À 200 ans de la première représentation – Teatro alla Scala 1817

Choeur et Orchestre du Teatro alla Scala
Nouvelle Production

La première représentation de La pie voleuse a été dédiée à la mémoire d'Alberto Zedda

 

Direction musicale Riccardo Chailly
Mise en scène Gabriele Salvatores
Décors et costumes Gian Maurizio Fercioni
Lumières Marco Filibeck
Mouvements chorégraphiques Emanuela Tagliavia
Marionnettes : costumes et animations : Compagnia Marionettistica Carlo Colla e Figli

CAST

Ninetta Rosa Feola
Pippo Serena Malfi
Lucia Teresa Iervolino
Fabrizio Vingradito Paolo Bordogna
Giannetto Edgardo Rocha
Fernando Villabella Alex Esposito
Gottardo Michele Pertusi
Ernesto Giovanni Romeo
Giorgio/Il Pretore Claudio Levantino
Antonio Matteo Mezzaro
Isacco Matteo Macchioni
Una gazza Francesca Alberti
Teatro alla Scala, 22 avril 2017

Riccardo Chailly propose à la Scala après 176 ans d’inexplicable absence La pie voleuse de Rossini, représentée pour la dernière fois en 1841. Une belle initiative, avec une distribution respectable faite de trois générations de chanteurs rossiniens, parmi lesquels quelques valeureux jeunes. Cependant, même si la production est honnête dans son ensemble, ce ne fut pas la fête rossinienne attendue. Pourquoi ?
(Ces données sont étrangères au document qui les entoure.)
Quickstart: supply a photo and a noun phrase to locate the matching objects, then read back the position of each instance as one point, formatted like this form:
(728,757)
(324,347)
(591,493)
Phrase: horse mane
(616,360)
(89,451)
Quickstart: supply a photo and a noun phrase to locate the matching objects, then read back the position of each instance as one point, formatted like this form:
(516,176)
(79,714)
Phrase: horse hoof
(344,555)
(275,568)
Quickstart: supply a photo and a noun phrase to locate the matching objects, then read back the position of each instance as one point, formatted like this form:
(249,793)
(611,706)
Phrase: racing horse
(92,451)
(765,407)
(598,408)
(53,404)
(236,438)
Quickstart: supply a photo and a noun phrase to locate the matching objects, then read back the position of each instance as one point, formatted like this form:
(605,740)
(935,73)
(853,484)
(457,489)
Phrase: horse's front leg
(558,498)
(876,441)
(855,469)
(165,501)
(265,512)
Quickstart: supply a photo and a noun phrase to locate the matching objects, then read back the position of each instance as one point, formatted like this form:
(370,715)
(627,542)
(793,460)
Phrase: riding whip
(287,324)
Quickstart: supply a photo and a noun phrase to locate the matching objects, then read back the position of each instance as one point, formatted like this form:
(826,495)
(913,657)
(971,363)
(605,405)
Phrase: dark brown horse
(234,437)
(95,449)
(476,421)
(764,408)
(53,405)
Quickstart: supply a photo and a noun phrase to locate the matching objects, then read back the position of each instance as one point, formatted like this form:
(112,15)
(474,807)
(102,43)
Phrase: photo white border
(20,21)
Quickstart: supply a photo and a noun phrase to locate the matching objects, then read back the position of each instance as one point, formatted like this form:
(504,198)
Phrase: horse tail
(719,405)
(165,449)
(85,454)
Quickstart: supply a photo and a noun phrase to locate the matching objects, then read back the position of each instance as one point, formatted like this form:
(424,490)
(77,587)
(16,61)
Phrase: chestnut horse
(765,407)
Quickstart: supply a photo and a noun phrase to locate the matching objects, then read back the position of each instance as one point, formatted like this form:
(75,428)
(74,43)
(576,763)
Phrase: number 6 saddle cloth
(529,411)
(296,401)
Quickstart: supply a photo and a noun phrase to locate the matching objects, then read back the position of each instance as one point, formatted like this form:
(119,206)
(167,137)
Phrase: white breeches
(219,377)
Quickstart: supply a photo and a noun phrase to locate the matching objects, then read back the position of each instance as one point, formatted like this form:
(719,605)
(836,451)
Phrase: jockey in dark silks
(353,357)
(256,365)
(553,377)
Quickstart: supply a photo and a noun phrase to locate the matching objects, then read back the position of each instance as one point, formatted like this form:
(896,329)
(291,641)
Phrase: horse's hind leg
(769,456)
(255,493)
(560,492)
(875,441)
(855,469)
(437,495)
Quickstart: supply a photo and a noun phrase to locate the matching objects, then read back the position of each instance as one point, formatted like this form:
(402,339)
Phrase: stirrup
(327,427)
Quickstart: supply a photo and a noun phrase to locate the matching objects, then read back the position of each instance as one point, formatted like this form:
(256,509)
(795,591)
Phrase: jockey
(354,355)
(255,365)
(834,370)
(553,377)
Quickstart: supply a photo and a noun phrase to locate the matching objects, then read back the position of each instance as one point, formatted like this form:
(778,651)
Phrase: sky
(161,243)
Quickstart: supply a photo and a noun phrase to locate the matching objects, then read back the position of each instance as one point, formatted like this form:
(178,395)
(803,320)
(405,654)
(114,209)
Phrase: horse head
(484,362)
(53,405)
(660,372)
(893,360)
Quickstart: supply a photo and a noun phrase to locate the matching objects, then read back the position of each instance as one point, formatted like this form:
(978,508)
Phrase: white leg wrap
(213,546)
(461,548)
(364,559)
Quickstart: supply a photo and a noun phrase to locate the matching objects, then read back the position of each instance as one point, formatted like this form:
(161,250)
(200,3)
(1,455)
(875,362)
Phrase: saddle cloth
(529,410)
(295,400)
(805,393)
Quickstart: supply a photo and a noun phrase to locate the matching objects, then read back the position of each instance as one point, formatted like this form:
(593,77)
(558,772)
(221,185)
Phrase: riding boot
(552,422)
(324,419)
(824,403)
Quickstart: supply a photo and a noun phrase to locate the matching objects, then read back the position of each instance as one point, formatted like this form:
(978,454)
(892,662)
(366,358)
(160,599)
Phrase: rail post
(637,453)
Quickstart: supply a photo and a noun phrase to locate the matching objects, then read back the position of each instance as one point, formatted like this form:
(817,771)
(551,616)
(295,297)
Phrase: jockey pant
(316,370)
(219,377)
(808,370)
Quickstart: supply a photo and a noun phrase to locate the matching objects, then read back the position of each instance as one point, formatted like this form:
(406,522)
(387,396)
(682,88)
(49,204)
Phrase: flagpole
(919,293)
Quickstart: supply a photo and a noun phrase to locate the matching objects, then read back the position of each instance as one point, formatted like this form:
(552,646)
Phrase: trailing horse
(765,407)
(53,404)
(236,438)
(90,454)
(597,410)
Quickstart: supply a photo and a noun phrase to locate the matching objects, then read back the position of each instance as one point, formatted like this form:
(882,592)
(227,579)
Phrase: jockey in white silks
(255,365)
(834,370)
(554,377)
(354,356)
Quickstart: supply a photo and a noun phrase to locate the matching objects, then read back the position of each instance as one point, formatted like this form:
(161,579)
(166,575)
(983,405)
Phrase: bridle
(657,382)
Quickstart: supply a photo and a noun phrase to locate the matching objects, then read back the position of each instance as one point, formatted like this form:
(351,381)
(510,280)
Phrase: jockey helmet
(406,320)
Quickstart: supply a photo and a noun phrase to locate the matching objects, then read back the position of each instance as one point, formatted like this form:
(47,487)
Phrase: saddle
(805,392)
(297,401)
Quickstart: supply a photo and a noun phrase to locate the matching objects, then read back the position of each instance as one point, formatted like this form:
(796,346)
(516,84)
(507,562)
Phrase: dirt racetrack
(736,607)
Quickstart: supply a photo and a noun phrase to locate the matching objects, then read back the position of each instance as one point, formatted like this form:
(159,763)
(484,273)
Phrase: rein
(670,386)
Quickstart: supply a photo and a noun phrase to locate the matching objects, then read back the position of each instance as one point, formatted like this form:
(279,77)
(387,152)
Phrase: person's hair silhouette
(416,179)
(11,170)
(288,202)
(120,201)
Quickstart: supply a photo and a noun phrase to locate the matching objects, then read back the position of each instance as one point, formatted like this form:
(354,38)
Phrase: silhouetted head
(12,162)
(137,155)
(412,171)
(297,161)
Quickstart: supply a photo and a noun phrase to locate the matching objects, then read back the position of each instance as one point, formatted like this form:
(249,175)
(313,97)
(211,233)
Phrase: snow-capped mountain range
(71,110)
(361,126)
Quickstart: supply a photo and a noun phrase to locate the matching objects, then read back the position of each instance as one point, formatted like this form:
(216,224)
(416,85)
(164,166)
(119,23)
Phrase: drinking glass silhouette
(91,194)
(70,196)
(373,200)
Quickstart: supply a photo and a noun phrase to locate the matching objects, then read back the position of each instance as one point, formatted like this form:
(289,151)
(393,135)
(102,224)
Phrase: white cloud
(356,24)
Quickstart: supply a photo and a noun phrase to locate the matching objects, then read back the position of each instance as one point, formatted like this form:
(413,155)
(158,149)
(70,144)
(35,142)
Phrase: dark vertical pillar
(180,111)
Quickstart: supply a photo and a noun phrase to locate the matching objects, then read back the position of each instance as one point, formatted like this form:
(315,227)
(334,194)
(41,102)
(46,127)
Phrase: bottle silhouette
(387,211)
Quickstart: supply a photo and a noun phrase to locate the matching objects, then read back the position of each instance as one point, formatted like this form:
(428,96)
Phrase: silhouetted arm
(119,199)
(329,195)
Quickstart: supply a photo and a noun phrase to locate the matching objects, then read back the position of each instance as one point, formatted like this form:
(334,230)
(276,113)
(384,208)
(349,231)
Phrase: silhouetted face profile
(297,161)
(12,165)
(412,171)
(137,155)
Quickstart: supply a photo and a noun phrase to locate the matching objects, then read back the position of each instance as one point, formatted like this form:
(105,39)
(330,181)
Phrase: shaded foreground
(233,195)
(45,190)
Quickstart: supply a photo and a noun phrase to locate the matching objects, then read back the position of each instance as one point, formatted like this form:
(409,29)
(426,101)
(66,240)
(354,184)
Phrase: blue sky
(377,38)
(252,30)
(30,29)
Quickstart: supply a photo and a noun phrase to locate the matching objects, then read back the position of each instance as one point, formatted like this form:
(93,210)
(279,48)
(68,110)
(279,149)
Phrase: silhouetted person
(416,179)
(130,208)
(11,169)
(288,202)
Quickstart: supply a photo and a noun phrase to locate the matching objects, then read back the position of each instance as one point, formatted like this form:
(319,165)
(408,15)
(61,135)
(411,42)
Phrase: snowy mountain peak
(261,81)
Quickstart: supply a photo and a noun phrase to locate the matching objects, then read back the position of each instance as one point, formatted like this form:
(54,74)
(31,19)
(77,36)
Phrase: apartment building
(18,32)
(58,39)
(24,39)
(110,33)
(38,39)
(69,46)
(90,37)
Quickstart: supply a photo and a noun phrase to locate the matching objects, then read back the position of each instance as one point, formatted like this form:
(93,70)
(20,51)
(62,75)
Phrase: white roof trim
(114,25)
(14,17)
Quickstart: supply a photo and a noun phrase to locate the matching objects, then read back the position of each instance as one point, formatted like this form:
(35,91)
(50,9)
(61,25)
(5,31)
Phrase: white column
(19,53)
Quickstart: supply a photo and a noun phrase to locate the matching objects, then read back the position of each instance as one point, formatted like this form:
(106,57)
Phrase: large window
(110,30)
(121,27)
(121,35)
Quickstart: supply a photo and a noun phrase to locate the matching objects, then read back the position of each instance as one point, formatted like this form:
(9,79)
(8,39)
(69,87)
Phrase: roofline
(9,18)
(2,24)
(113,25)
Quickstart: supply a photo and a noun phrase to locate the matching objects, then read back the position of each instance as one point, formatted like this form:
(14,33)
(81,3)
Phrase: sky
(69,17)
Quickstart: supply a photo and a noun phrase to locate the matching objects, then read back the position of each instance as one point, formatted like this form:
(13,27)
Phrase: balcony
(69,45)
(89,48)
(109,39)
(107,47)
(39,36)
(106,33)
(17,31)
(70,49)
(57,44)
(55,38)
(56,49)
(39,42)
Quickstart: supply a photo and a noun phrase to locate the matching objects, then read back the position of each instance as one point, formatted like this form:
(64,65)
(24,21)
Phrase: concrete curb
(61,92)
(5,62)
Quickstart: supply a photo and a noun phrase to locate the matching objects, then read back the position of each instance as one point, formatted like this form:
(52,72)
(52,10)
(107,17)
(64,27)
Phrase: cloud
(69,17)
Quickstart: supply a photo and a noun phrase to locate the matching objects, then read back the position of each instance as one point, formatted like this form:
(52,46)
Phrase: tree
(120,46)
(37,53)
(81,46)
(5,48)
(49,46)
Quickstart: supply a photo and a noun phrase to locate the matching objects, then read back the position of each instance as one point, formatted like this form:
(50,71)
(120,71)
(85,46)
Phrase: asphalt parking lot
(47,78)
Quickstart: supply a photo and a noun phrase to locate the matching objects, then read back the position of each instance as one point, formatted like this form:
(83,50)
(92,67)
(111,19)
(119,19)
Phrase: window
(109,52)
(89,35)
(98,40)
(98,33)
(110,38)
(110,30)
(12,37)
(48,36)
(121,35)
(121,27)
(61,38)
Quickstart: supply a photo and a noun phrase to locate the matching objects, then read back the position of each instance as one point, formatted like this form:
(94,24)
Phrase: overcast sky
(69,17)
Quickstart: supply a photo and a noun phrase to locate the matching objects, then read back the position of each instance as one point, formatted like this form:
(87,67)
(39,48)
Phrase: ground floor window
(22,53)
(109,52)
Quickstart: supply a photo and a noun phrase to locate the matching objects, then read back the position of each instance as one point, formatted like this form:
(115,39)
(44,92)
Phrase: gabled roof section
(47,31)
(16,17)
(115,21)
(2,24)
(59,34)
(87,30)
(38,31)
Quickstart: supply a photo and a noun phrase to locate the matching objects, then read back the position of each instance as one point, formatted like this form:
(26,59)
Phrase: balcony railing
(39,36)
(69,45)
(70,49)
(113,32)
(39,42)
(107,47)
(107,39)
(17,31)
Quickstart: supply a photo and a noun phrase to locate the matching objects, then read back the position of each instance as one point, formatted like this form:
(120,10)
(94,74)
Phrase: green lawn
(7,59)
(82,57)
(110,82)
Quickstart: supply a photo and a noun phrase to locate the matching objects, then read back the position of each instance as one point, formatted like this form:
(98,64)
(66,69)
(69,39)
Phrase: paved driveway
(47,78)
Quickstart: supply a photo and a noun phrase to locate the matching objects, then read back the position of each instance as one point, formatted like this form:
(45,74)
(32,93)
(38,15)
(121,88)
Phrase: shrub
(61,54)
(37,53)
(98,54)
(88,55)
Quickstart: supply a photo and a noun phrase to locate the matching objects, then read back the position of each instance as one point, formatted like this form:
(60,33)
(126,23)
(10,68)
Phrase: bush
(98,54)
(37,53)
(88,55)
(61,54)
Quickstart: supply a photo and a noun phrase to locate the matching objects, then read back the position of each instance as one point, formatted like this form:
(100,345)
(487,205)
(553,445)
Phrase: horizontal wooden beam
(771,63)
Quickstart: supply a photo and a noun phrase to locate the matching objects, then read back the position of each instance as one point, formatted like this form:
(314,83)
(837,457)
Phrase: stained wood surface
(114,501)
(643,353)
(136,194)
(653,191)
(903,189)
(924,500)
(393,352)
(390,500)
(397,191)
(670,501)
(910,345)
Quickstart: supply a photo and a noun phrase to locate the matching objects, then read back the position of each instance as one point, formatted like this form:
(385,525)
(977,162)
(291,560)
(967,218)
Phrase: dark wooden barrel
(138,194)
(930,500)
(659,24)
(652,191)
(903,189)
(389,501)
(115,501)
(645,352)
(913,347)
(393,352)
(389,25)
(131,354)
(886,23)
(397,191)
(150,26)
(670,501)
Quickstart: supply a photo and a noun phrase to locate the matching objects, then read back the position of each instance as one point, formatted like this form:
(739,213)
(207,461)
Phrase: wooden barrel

La Pie voleuse n’est pas très connue du public, si l’on excepte la fameuse ouverture, souvent jouée dans les concerts et toujours présente dans les très nombreux CDs d’ouvertures de Rossini. C’est un opéra dit semiserio, et sa trame et sa construction rappellent les opéras comiques d’ambiance paysanne à la française : l’histoire est celle d’une jeune servante, Ninetta, injustement accusée de vol et condamnée à mort, sauvée in extremis par la découverte de la vraie voleuse,  une pie malicieuse, attirée comme on sait par tout ce qui brille. Rossini s’est inspiré d’un drame français de 1815, La pie voleuse de Louis Charles Caignez sur une musique d’Alexandre Piccini, inspiré d’un fait qu’on dit véridique ((l’histoire est passée à la postérité dans Les bijoux de la Castafiore, l’un des derniers Tintin)).
Ce n’est pas une œuvre légère, mais un authentique drame paysan, prenant racine dans la France profonde de la Restauration (l’action se passe en Ile de France, non loin de Paris). Ce n’est pas un hasard si l’œuvre s’ouvre par les roulements de tambour qui accompagnaient la guillotine et qui sonnent au moment du cortège qui accompagne l’infortunée à l’échafaud, et se ferme ou peu s’en faut par les cloches interdites sous la révolution, qui sonnent la découverte de la pie : le tambour révolutionnaire tue, la cloche chrétienne sauve.
Les sources historiques du drame en font une authentique histoire d’essence populaire (comme l’était l’opéra-comique français), mais aussi un opéra à sauvetage dans la tradition de la fin du XVIIIe. Rossini embrasse un style déjà ouvert par Méhul ou Cherubini (dont il s’était déjà inspiré dans Torvaldo e Dorliska en 1815), mais il ouvre aussi sur Auber ou le bel canto romantique : on trouve des échos d’une histoire parallèle dans La Sonnambula de Bellini, opera semiseria de style paysan où une jeune fille est accusée faussement d’infidélité. « La pie » dans cette histoire étant remplacée par la découverte du somnambulisme d’Amina. Ce n’est pas non plus un hasard si Bellini et Felice Romani le librettiste puisent leur inspiration dans un vaudeville de Scribe de 1819.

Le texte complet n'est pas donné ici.